Newfoundland judge refuses peace bond for man acquitted as ‘sleepwatcher’

ST. JOHN’S, N.L. — A Newfoundland judge ruled Tuesday a man once suspected of being the notorious Halifax “sleepwatcher” will not have to obey a rare peace bond sought by police who fear the convicted burglar will reoffend.

Barry Sinclair, 56, was acquitted of charges related to a man who allegedly broke into homes to watch women sleep but was sentenced to five years for a separate break-in.

He moved to St. John’s, N.L., after serving that sentence, where he has been under intense police surveillance for the last 15 months. That scrutiny along with curfews were part of unusually strict interim conditions imposed as the peace bond application played out.

Sinclair’s lawyer, Ellen O’Gorman, said Tuesday her client did not reoffend despite the added stress of those ”very difficult” requirements. He can now live where and how he chooses within the law.
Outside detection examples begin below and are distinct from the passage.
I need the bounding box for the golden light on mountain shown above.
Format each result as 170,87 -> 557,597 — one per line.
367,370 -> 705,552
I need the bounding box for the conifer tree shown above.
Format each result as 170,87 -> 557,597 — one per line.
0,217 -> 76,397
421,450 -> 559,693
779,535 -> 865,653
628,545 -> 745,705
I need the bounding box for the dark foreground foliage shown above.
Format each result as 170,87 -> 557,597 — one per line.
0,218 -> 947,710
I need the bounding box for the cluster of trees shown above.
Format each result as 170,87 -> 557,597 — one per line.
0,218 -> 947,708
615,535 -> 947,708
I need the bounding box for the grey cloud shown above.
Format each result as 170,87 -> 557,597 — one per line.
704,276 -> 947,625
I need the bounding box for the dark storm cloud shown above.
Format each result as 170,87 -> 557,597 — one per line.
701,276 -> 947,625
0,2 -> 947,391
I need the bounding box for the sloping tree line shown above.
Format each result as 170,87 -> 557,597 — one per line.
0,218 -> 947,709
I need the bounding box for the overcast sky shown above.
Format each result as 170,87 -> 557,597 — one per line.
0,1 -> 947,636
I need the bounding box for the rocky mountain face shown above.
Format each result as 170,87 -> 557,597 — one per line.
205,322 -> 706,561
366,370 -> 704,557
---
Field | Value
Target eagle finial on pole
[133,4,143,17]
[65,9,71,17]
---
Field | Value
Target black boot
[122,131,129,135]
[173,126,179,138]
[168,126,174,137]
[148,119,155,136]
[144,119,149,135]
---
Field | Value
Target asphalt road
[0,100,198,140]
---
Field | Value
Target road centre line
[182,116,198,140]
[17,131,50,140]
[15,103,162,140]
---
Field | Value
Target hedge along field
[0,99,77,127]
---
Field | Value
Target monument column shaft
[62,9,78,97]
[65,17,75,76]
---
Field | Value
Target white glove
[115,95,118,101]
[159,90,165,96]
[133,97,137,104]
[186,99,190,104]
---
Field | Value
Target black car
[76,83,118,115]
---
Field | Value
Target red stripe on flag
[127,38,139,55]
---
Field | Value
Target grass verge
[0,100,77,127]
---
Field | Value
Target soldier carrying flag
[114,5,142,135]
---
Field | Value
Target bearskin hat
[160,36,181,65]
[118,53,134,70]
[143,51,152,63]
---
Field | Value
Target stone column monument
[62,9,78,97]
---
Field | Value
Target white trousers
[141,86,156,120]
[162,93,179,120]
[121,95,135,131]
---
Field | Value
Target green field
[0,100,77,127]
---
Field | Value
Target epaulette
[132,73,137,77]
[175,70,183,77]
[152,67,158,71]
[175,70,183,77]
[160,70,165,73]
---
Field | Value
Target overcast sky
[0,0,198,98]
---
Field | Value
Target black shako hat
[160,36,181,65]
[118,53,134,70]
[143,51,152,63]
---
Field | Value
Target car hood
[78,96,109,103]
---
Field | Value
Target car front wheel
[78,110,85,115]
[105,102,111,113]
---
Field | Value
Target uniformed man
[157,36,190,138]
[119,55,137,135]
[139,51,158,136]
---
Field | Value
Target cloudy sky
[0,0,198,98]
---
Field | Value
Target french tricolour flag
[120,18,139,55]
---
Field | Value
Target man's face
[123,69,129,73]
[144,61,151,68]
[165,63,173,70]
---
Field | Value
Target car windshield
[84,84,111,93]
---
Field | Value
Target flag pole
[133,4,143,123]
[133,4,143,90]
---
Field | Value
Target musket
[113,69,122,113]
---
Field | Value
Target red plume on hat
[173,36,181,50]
“He has served his time,” she said in an interview. “He has paid the debt that he had to his victims and to society, and he’s free to do what everyone who does that has the right to do, which is live their lives and be left alone.”

The Royal Newfoundland Constabulary went to provincial court in February 2017 asking for a peace bond against Sinclair to avoid what police argued is the potential for an imminent personal injury offence.

Judge Mike Madden said Tuesday that Sinclair has a lengthy criminal record but has not had a sexual assault conviction since the 1980s. Sinclair was convicted in 1984 for indecent exposure and in 1987 for sexual assault, court heard.

He was also caught in 2007 peeking at a child in a Halifax bathroom and, while incarcerated, at female corrections staff in washrooms. Other convictions in the 2000s include theft and criminal harassment.

Still, Madden said he must assess if the Crown objectively established that Sinclair poses an imminent risk of committing a personal injury offence.

Madden said the last break-in for which Sinclair was convicted was not voyeuristic on the facts.

The judge cited the latest correctional service reports, describing them as “cautiously positive.”

Sinclair completed federal sex offender and community programming, Madden said.